The end of the story 【ツイステ】
第5章 Spray パヒューム
本当は空き教室を使えればよかったんですが、男子生徒が入ってこないという保証が出来ないのでと学園長は謝るけど、十分これだけでも助かっている。
移動は大変だけど、バレるよりマシ。妙なトラブルを招いてグリムやエース、デュース。先生方の迷惑になるのは嫌だし。
「それから……先生方とサムさんには貴女が女性だということを伝えておきました。………トレイン先生には小言を言われて大変でしたが…これで体育育成も楽になるでしょう」
「え、体育育成?」
「倒れたのでしょう?バルガス先生と保健医のディアラム先生から報告を受けたんです。本当なら異世界から来たことと女性であることを先生方には説明しなければいけないのに本日先生方を集めて話したので遅くなってしまいました」
クルーウェル先生とトレイン先生は課題やテストは贔屓しないがいつでも聞きに来ていい。バルガス先生は体育育成のメニューをもっと軽いものにすると。特にトレイン先生からはエレメンタリースクールの魔法史の内容が書かれたプリント達も一緒に渡された。

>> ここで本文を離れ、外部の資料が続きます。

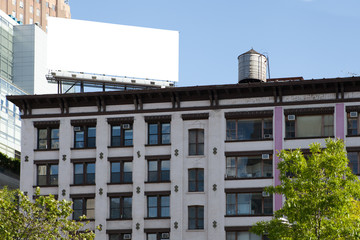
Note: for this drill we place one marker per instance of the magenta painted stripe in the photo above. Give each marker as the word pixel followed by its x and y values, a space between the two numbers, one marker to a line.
pixel 278 132
pixel 340 120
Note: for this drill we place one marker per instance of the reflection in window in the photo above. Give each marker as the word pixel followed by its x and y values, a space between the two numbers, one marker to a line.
pixel 121 172
pixel 249 129
pixel 310 126
pixel 158 133
pixel 354 162
pixel 248 167
pixel 248 204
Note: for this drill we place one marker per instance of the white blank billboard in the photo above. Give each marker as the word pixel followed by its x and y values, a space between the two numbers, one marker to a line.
pixel 111 49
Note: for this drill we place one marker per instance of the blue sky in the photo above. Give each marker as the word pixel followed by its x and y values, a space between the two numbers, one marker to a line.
pixel 309 38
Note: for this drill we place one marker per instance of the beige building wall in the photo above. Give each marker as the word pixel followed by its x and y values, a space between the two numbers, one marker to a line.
pixel 35 11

エースの言っていたように異世界から来た私には常識が足りない。幼稚園児でも知っているような常識が。それを補うためのもののようだ。
サムさんからは衛生用品の数ヶ月分をオンボロ寮に届けておいたからしばらくは安心していいとのことだ。これはありがたい。

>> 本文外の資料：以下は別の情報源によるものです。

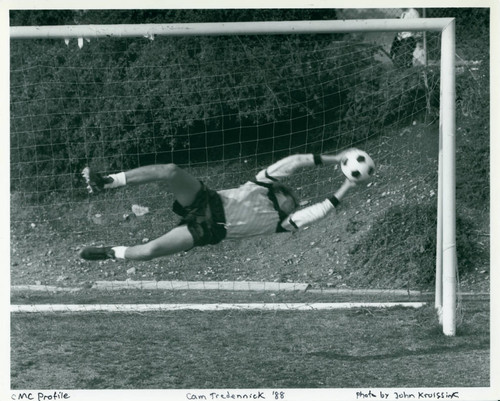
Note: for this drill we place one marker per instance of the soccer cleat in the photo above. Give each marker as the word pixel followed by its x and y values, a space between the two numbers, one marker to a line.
pixel 97 253
pixel 95 181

一年の担当じゃないはずの先生方からも私を気遣うような声と困ったら相談に乗るという伝言にきょとんと目を瞬かせた。
てっきり男子校なのに女子が通うことについて色々言われるかと思ったのに。
「話はここまでです。何か質問はありますか?」
「あ……いえ。……思ったより学園長って優しいですね」
「思ったよりとは何ですか。私は優しいですよ」
仮面の奥で笑うのが見えて、胡散臭いけど教師だと感じた。実際教師で校長なんだけど。
面倒ごとは押し付けてきて生徒からも評判がいいとは言えないけど、憎まれ役でそれでも生徒を見てるところ教師らしいなと思う。
「質問がないようなら戻って大丈夫ですよ」
「はい、それでは失礼します」
ぺこりと頭を下げて部屋を出る生徒の後ろ姿を目を細めて学園長はにこにこと見送った。私は優しいので生徒のために動くのは当然ですよ。
さてと…書類を片付けなくては。
全くトレイン先生の小言は本当に長いんですから。もう懲り懲りですよ。